Infine il tenore siciliano Ivan Magrì, una “vecchia conoscenza” di questo palcoscenico, avendo rivestito già il ruolo di Calaf nella Turandot dello scorso anno, ma ancora prima quello di Alfredo in una delle tante riprese della Traviata degli specchi, esattamente quella che ha inaugurato il festival nel 2012 a vent’anni dal suo debutto nel 1992.

Anche per il suo Duca sfrontato e strafottente una serata in deciso crescendo, perché dalla partenza un po’ in sordina del primo atto, ha scaldato voce e motori strada facendo, arrivando con grinta e senza sforzo alla fine dell’opera.
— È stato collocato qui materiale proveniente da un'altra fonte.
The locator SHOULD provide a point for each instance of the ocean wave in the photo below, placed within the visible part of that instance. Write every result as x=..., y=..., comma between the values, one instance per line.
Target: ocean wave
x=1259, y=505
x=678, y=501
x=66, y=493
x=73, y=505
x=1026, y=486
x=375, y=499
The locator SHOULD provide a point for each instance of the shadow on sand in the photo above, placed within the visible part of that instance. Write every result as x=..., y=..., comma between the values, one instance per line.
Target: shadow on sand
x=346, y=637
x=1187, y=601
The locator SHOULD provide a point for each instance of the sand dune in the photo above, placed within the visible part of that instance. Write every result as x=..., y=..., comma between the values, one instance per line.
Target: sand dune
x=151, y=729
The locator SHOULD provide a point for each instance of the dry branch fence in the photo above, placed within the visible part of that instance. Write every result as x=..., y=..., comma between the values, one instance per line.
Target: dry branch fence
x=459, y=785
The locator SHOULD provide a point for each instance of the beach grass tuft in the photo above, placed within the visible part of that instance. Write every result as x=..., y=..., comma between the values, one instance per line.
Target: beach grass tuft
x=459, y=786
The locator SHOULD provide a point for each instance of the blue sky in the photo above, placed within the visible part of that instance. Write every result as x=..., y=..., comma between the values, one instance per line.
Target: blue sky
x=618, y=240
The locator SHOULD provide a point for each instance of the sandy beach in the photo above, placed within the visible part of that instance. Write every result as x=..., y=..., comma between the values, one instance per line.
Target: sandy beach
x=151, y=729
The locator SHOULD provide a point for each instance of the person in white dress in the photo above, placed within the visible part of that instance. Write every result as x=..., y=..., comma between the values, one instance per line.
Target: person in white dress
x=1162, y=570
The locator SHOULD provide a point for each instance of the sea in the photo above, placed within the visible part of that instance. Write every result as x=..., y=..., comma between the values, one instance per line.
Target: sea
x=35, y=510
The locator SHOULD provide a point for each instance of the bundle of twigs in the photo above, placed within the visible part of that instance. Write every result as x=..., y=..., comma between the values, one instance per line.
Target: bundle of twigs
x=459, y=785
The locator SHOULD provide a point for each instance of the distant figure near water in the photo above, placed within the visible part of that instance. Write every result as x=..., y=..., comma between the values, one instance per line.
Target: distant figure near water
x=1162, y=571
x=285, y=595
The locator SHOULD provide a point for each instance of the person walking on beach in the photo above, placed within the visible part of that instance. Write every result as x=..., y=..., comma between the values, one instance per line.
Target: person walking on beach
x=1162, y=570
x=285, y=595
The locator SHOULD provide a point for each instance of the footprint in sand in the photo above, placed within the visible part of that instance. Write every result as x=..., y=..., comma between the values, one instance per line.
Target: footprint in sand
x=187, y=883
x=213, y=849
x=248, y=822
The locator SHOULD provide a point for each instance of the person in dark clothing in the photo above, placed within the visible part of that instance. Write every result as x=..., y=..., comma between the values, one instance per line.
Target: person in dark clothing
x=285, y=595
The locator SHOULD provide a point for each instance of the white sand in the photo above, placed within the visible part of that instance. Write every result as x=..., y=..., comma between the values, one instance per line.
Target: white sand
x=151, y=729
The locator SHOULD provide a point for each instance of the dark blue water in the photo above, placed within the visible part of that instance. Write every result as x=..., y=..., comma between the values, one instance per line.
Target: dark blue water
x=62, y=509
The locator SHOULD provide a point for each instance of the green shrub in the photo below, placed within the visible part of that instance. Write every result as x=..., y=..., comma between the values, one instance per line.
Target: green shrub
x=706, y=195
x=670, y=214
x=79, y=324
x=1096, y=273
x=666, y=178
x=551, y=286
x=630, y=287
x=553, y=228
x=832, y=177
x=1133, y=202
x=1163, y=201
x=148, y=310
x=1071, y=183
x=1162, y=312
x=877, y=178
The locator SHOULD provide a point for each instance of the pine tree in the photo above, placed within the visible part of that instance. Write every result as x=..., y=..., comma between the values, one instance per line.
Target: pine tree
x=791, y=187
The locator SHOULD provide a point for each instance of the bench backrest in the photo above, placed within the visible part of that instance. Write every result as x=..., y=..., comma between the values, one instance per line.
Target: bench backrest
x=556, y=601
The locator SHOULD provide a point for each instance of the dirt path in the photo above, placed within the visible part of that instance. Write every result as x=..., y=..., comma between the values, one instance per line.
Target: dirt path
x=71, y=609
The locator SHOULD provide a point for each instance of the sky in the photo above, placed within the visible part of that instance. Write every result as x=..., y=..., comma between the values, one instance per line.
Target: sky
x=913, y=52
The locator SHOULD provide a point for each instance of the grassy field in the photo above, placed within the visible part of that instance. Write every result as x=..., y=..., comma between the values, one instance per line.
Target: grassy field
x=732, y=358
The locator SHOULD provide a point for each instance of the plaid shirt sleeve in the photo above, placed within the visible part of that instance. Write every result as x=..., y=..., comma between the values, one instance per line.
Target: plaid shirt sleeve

Qualche sforzo a dire il vero lo ha mostrato nella spinta degli acuti, non sempre bellissimi ed emessi a voce libera e piena, ma con il suo mestiere sa ben compensare e nell’insieme porta a casa una performance di tutto rispetto.

Grande apprezzamento anche per la bella prova dell’Orchestra Filarmonica Marchigiana diretta dall’ottimo maestro spagnolo Jordi Bernàcer, applauditissimo, che sfoggia le credenziali del suo prestigioso curriculum: già assistente del maestro Lorin Mazeel, ha collaborato con i più grandi direttori d’orchestra del mondo ed è dal 2015 direttore residente al San Francisco Opera.

Sul palco per gli applausi finali anche Christian Starinieri, maestro del Coro Lirico Marchigiano “Vincenzo Bellini” (in Rigoletto presente solo nella sua componente maschile), e il regista fiorentino Federico Grazzini (che nel frattempo, nel 2022, ha vinto l’International Opera Directing Competition alla Lithuanian National Opera), il quale ha realizzato lo spettacolo con il contributo di Andrea Belli per le scene, Valeria Donata Bettella per i costumi e Alessandro Verazzi per le luci, riprese da Ludovico Gobbi. 

Le repliche andranno in scena, sempre alle ore 21.00, venerdì 25 luglio, domenica 3 e venerdì 8 agosto. In questa ultima recita Rigoletto sarà interpretato dal baritono Damiano Salerno, che il pubblico maceratese ricorderà nel ruolo di Marcello nella colorata Bohème di Leo Muscato nel 2012 e nel 2015.